An 11-foot-tall, 6,129-pound marble statue of civil rights pioneer Dr. Mary McLeod Bethune will soon reside in the U.S. Capitol's Statuary Hall, representing Florida and replacing one of a Confederate general, reports CNN.
Each state has two statues within Statuary Hall, and Florida Gov. Rick Scott requested the removal of the Confederate statue in 2016. Bethune, an influential Black educator and civil and women's rights leader, was then selected in 2018, becoming the first African American to have a state-commissioned statue in the Hall.

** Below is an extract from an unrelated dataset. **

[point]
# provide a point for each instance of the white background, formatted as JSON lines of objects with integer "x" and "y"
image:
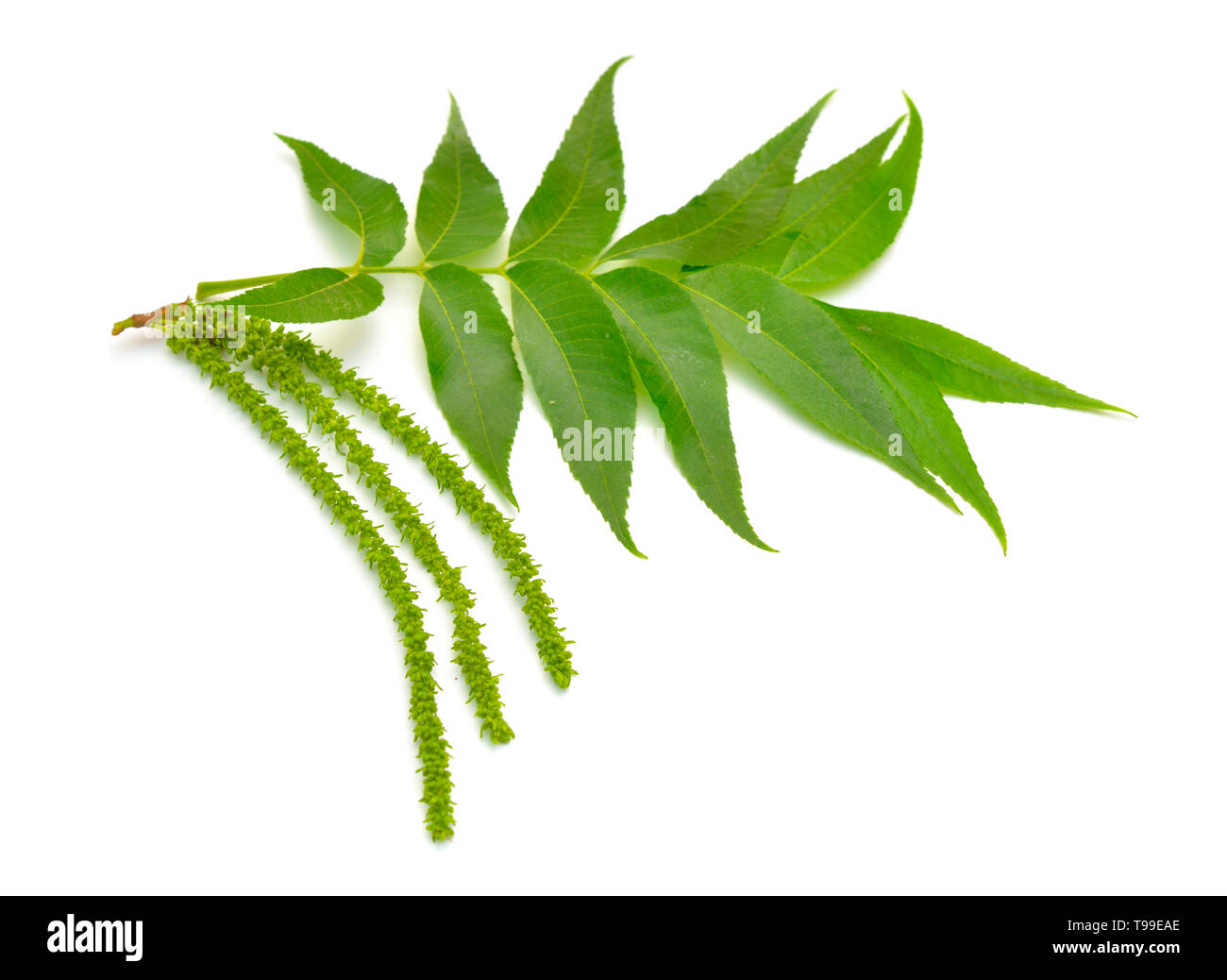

Born to former slaves, Bethune opened a boarding school for Black children in 1904 --- setting the foundation for what would become Bethune-Cookman University --- and later led voter registration drives after women gained the right to vote in 1920, reports CNN. Additionally, she advised five U.S. presidents and was named director of the National Youth Administration's Office of Negro Affairs.
"Dr. Bethune embodies the very best of the Sunshine State -- Floridians and all Americans can take great pride in being represented by the great educator and civil rights icon," U.S. Rep. Kathy Castor of Florida said in a press release.
Bethune's statue was made by master sculptor Nilda Comas, a Hispanic woman who spent two years carving the marble, which was sourced from the same Italian Alps cave that Michelangelo used. The Dr. Mary McLeod Bethune Statuary Fund, Inc. raised about $800,000 in private donations for the project.